Jack Fleck denies Hogan another U.S. Open
On this day, In 1955 Jack Fleck won the 55th edition of the U.S. Open over Ben Hogan in an 18 hole playoff. Fleck, a municipal course pro from Iowa, registered one of the greatest upsets in golf history at the Olympic Club in San Francisco.
After Hogan made par on the 72nd hole to post a 287 total, most observers believed that he had already locked up the championship. Gene Sarazen, providing television commentary, congratulated him on the win and the NBC broadcast went off the air after proclaiming Hogan the champion. Fleck, however, was only a stroke behind playing the 14th.

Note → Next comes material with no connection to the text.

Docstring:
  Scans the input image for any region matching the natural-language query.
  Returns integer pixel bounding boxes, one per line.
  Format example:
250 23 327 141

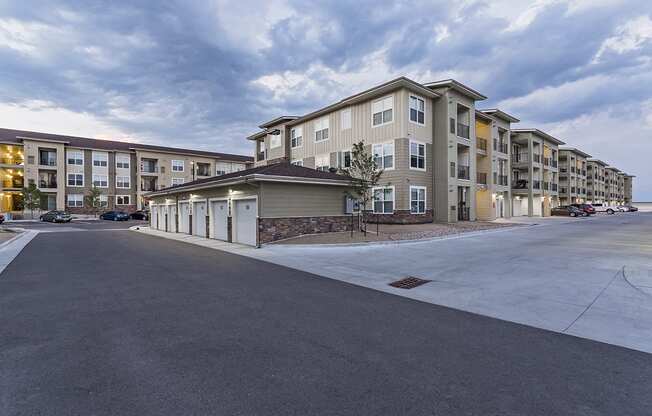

A bogey there, however, dropped him to two back. Fleck then made birdie on 15 and pars at 16 and 17, after a 50-foot birdie attempt lipped out. Needing a birdie on 18 to tie Hogan, Fleck played his approach from the edge of the rough to 8 feet, then knocked in the putt for a 67 and forced an 18-hole playoff on Sunday
The Sunday playoff
Despite overwhelming odds against him, Fleck held a two-stroke lead over Hogan at the turn. After a third consecutive birdie at 10, Fleck’s lead was three. But after a bogey at 17, the lead had dropped to just a single stroke on the 18th tee. Hogan hooked his drive into the very deep rough and took three strokes to get on the fairway: he made a 25-foot (8 m) putt to save double-bogey, but Fleck’s regulation par sealed the upset by three strokes, 69 to 72.
Facts on the 1955 U.S. Open
- This was the first U.S. Open at the Lake Course of the Olympic Club
- Fleck, won the U.S. Open with clubs manufactured by Hogan’s company
- Byron Nelson came out of semi-retirement to play in his final U.S. Open and finished in 28th place.
- Arnold Palmer made the cut for the first time at the U.S. Open and finished in 21st.
- For the first time since 1919, Gene Sarazen did not play in the U.S. Open, ending a streak of 31 consecutive appearances.